Did you know that the English reluctance to being kissed as a greeting stems back to a ban on the habit introduced by King Henry VI in 1439? This was in response to the Bubonic Plague sweeping across the country, and so the firm handshake was born.

Are we now going to see a change in our behaviours, expectations and rituals when meeting and greeting? What are the alternatives we will go through during a period of experimentation? And we see that happening already. From fist bumps, elbow touches to the tongue in cheek Wuhan Shake (the video of which reminded me for some reason of Morris dancing). Now, there’s a thought.

Total refusal to touch doesn’t seem to feature in western culture, although there are cultures which have long histories of no-touch greetings. The Japanese bow and the Hindu Nameste for example. However, these are still formal rituals and not just a refusal to touch. I’d love to know their origin.

What seems to be emerging is summed up by Terrett Drake a New York businessman in the New York Times. While he will no longer shake hands with people he doesn’t know, Mr Drake said he is continuing to hug those he does, acknowledging the illogic. "I don’t know why I still feel comfortable touching friends," he said. "Maybe it’s a false sense of security? I am sure a stranger will give this to me if it happens.". Hmmm, the link between touch and trust is incredibly strong.

My tactic is to go back to what we were taught as children and yet don’t practice as often as we could when out and about. I'll wash my hands before and after eating and drinking, also on arriving and leaving a venue, and replace handshaking with whatever norm is developing in that social group.

"I must confess the ankle hacking Wuhan Shake is my favourite. I may try it at my networking meetings over the next few weeks!"

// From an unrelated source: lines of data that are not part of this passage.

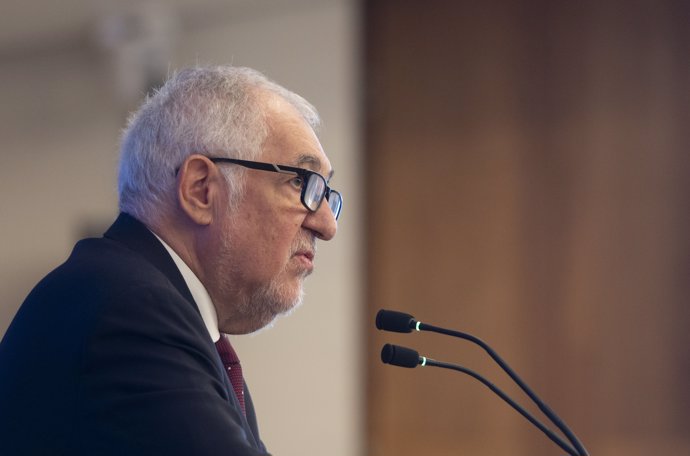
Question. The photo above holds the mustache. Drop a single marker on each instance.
(305, 242)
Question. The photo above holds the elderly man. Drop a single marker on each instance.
(223, 190)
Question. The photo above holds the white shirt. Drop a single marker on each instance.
(199, 293)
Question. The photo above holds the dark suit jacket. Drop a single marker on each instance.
(109, 355)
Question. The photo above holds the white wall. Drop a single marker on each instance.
(59, 128)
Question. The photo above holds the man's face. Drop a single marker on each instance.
(268, 242)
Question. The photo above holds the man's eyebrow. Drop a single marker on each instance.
(312, 163)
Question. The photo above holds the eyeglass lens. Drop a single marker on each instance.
(314, 193)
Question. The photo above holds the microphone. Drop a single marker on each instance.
(407, 357)
(390, 320)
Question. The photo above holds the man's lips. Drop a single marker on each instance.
(306, 257)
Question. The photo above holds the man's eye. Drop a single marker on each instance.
(297, 182)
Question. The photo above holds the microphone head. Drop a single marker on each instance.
(399, 356)
(391, 320)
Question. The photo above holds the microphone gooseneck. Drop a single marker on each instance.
(389, 320)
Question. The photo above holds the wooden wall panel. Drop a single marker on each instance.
(529, 182)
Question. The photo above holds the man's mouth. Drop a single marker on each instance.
(306, 257)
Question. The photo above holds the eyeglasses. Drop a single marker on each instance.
(313, 185)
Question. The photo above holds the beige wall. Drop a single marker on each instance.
(59, 128)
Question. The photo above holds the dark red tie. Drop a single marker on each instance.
(232, 368)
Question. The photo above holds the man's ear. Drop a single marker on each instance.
(198, 188)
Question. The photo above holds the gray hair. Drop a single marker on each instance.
(207, 110)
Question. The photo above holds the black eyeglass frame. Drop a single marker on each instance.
(305, 174)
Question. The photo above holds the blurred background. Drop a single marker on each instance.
(514, 169)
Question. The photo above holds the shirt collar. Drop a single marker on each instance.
(199, 293)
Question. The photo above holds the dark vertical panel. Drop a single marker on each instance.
(529, 182)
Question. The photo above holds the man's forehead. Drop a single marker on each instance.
(314, 163)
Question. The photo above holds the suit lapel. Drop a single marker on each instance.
(135, 235)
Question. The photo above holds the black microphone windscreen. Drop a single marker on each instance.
(391, 320)
(399, 356)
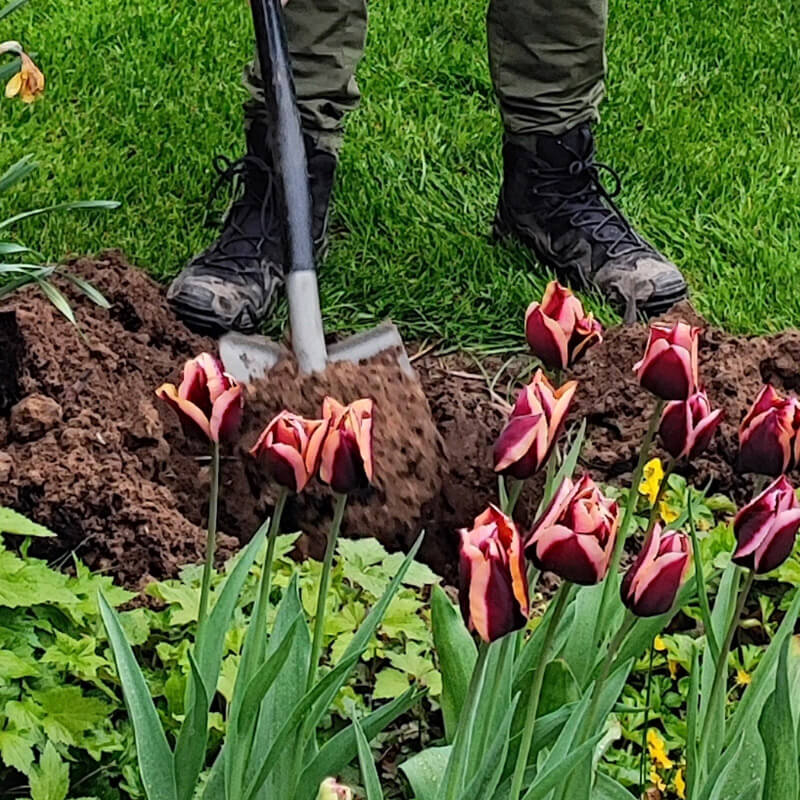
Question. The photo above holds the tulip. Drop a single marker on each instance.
(533, 428)
(28, 83)
(669, 366)
(687, 426)
(493, 582)
(558, 329)
(765, 528)
(651, 585)
(331, 789)
(768, 438)
(289, 449)
(575, 536)
(208, 402)
(346, 462)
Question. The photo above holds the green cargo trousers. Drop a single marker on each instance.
(547, 60)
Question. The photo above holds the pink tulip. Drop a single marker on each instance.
(687, 426)
(766, 528)
(558, 329)
(208, 402)
(533, 428)
(651, 585)
(289, 449)
(493, 580)
(768, 438)
(346, 461)
(575, 536)
(669, 366)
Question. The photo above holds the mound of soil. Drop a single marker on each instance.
(86, 449)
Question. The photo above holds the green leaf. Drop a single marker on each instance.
(369, 773)
(50, 780)
(155, 758)
(424, 771)
(19, 525)
(190, 749)
(457, 653)
(340, 749)
(781, 781)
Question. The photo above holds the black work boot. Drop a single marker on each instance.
(552, 201)
(232, 284)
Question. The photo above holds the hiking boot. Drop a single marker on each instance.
(552, 201)
(232, 285)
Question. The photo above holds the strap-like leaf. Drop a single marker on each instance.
(152, 750)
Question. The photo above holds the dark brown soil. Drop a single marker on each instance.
(86, 449)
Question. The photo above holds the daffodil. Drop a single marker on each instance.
(28, 83)
(651, 479)
(658, 750)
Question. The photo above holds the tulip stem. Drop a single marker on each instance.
(211, 538)
(324, 586)
(610, 583)
(643, 754)
(560, 601)
(721, 667)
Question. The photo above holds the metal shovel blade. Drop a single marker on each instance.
(249, 358)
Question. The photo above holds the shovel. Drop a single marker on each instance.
(248, 358)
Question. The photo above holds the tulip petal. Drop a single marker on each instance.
(226, 415)
(546, 338)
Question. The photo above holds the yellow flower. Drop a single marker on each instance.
(680, 784)
(657, 780)
(743, 678)
(651, 479)
(28, 83)
(657, 748)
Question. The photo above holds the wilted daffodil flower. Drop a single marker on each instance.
(289, 449)
(687, 426)
(208, 402)
(346, 462)
(331, 789)
(28, 83)
(558, 330)
(669, 366)
(766, 528)
(533, 428)
(768, 438)
(493, 581)
(575, 536)
(651, 585)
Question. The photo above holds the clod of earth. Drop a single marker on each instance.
(113, 475)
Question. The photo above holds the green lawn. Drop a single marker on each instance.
(702, 120)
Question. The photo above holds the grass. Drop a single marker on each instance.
(701, 120)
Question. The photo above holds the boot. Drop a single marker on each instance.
(552, 201)
(232, 284)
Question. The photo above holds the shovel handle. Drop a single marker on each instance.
(289, 156)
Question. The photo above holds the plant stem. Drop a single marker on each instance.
(643, 754)
(211, 539)
(702, 593)
(560, 601)
(721, 667)
(324, 585)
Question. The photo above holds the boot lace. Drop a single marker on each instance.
(575, 194)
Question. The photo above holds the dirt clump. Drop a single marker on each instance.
(88, 451)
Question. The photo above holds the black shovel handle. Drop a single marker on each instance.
(286, 132)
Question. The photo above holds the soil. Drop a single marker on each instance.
(86, 449)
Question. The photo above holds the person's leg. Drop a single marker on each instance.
(232, 284)
(547, 60)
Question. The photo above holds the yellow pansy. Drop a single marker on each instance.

I’ll leave you with one more suggestion that I haven’t seen anywhere else. Why don’t we emulate the Queen and return to the 1950s? We could revert to wearing gloves. As I pursued that line of thought further, I couldn’t get past disposable gloves which would just add to the plastic pollution we are trying to deal with. Sadly, material gloves are fiddly to wash and would disintegrate quite quickly. The best solution I could come up with is that we should all wear those heavy-duty reusable Marigold gloves.

Yellow wellies for hands! What do you think?